To recap, the last lecture ended with the following function \(h:{\mathbb{R}}\to{\mathbb{R}}\), defined as \[ h(x) := \sigma\left(\sigma(2x) - \sigma(4x-2)\right) = \begin{cases} 2x &\text{when $x\in[0,1/2]$,} \\ 2(1-x) &\text{when $x\in(1/2,1]$,} \\ 0 &\text{when $x\not\in[0,1]$,} \end{cases} \] where \(\sigma(x)\) is the ReLU \(x\mapsto \max\{0,x\}\) for this and the preceding lecture.

Taken by itself, \(h\) is just a bump (picture drawn in class). Where \(h\) becomes special is when it is composed; for instance, \(h^t\) looks like \(2^{t-1}\) copies of \(h\) laid side-by-side and compressed to fit in \([0,1]\). This is captured in the following lemma, proved last time.

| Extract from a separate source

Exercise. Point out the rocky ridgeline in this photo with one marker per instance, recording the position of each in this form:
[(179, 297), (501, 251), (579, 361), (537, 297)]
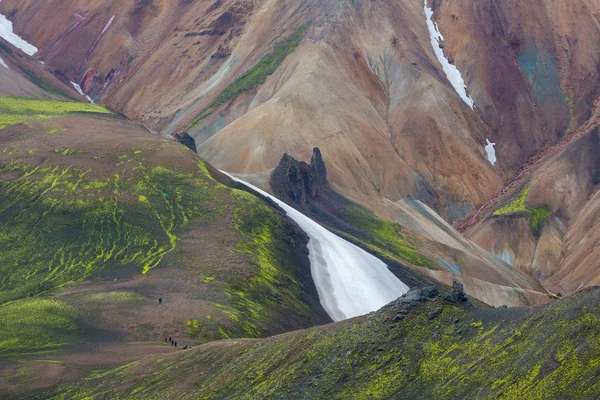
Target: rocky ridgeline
[(416, 296), (299, 181)]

Lemma. For any integer \(i \in \{0,\ldots, 2^{t-1} -1\}\) and any real \(x\in[0,1]\), \(h^t\) satisfies \[ h^t\left(\frac {1}{2^{t-1}}(x+i)\right) = h(x). \]

If we were to try to create \(h^t\) using linear combinations, we’d have to do \[ x\mapsto \sum_{i=0}^{2^{t-1}} h\left( \frac {1}{2^{t-1}} (x + i) \right); \] in particular, we’d use \(3\cdot 2^{t-1}\), whereas \(h^t\) uses \(3t\) nodes. So \(h\), though humble, is able to demonstrate the power of composition and depth.

This argument just constructed one function with many bumps via a compact representation. It still needs to be argued that shallow networks don’t have any way to approximate these functions well. The next key is the following definition and lemma.

Say that a univariate function \(f:{\mathbb{R}}\to{\mathbb{R}}\) is \(t\)-affine if there exists a partition of \({\mathbb{R}}\) into \(t\) intervals such that for each interval, there exists an affine function that is equal to \(f\) along that interval.

The notion \(t\)-affine will be the way we track complexity and bumpiness of univariate functions. The following lemma is essential, and the key conclusion is that combining nodes in linear combinations slowly grows complexity, whereas composing them quickly grows complexity.

Lemma.

  1. If \(f\) is \(t\)-affine and \(c\in{\mathbb{R}}\), then \(cf\) and \(f+c\) are \(t\)-affine.

  2. If \(f\) and \(g\) are \(s\)- and \(t\)-affine, then \(f+g\) is \((s+t-1)\)-affine.

  3. If \((f_1,\ldots,f_r)\) are \(t\)-affine and \((a_0,\ldots,a_r)\) are real scalars, then \(a+0 + \sum_{i=1}^r a_i f_i\) is \((tr)\)-affine.

  4. If \(f\) and \(g\) are \(s\)- and \(t\)-affine, then \(f \circ g\) is \((st)\)-affine.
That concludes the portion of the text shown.